Rembrandt Peale - Biography - Works

Works

In 1801, Rembrandt painted a portrait of his brother Rubens, youngest of the six Peale children, who always had an admiration for gardening and tending to natural life. Rembrandt seated his brother next to a geranium. The painting signifies the artist’s admiration for a sibling’s love of nature, and may have been inspired by the Dutch 17th century artist, David Teniers the Younger, who had painted a series of oil-on-copper paintings representing the five senses. His painting, "Smell" is quite similar to Rembrandt Peale’s. Rembrandt's piece captures the essence of a young gardener/artist’s peace of mind, gracefully looking out, a posture of wonder and calmness.

In 1824 Peale painted the Patriæ Pater, in which a rectangle supporting an oval wreath surrounds the eye-catching image of George Washington.
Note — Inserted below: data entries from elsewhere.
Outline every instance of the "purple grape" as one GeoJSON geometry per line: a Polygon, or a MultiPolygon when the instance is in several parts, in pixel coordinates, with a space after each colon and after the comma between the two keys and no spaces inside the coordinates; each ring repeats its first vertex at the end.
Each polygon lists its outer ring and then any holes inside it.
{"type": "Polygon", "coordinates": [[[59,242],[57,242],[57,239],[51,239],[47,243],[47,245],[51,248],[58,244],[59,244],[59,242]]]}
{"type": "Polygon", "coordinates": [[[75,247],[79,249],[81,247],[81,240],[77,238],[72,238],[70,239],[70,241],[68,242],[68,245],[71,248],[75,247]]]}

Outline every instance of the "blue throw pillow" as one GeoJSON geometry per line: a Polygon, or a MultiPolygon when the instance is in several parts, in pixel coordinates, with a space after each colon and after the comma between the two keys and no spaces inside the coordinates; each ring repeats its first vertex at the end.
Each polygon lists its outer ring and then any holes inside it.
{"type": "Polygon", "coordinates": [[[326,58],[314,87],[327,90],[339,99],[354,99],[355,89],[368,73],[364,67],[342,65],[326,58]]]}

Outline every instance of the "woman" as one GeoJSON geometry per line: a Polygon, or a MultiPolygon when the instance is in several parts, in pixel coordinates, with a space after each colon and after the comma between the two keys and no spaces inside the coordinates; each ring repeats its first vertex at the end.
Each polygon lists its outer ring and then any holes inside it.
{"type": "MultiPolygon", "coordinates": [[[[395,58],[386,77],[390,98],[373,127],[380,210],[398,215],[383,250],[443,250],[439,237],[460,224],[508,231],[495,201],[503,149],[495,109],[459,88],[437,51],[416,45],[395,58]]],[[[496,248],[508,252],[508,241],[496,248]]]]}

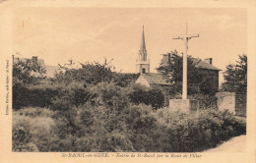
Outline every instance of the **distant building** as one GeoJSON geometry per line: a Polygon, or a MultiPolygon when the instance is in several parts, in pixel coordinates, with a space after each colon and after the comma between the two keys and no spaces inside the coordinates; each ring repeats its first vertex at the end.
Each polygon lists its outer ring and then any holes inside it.
{"type": "Polygon", "coordinates": [[[136,73],[150,73],[150,59],[147,58],[147,49],[145,43],[145,35],[144,35],[144,27],[142,31],[142,41],[141,41],[141,48],[139,50],[139,56],[136,60],[136,73]]]}
{"type": "Polygon", "coordinates": [[[139,50],[138,59],[136,60],[136,73],[140,73],[140,77],[135,82],[149,87],[167,86],[167,79],[161,74],[150,73],[150,59],[146,49],[144,27],[142,31],[142,41],[139,50]]]}
{"type": "MultiPolygon", "coordinates": [[[[170,54],[163,54],[161,63],[167,64],[168,60],[170,59],[170,54]]],[[[141,48],[139,50],[139,57],[136,60],[137,64],[137,73],[140,73],[140,77],[135,82],[136,83],[141,83],[143,85],[149,87],[166,87],[169,86],[170,83],[167,82],[168,78],[171,77],[164,77],[160,72],[159,74],[150,73],[150,60],[147,58],[147,50],[146,50],[146,43],[145,43],[145,33],[143,27],[143,34],[142,34],[142,41],[141,41],[141,48]]],[[[200,68],[206,72],[212,72],[214,75],[211,77],[214,82],[214,89],[219,89],[219,72],[221,69],[213,66],[213,59],[207,58],[204,61],[199,58],[192,58],[192,61],[195,64],[195,67],[200,68]]]]}
{"type": "Polygon", "coordinates": [[[45,76],[47,78],[53,78],[55,73],[60,72],[60,69],[59,69],[58,66],[45,65],[44,60],[43,59],[38,59],[37,56],[32,56],[32,59],[28,59],[28,58],[14,58],[14,63],[18,63],[19,60],[22,61],[22,62],[27,62],[28,60],[32,60],[33,62],[37,62],[41,67],[45,68],[45,70],[46,70],[45,76]]]}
The most successful painting of Peale's 50-year career, it inspired John Marshall to have his portrait done by Peale in the same fashion. The painting was criticized as lacking authenticity, as it was not completed until after Washington's death (1799). Nonetheless, Peale received commendations for his portrait by many noted politicians such as Washington’s nephew, Judge Bushrod Washington, who was an associate U.S. Supreme Court Justice, and Marshall.

Peale's neoclassical painting The Roman Daughter depicts a young girl shielding her father, a prisoner in chains, and feeding him from her breast. This piece demonstrates compassion and graceful defense; his copy of Correggio's Angel, and his immense allegorical painting, Court of Death (1820), reveal the same artistic style.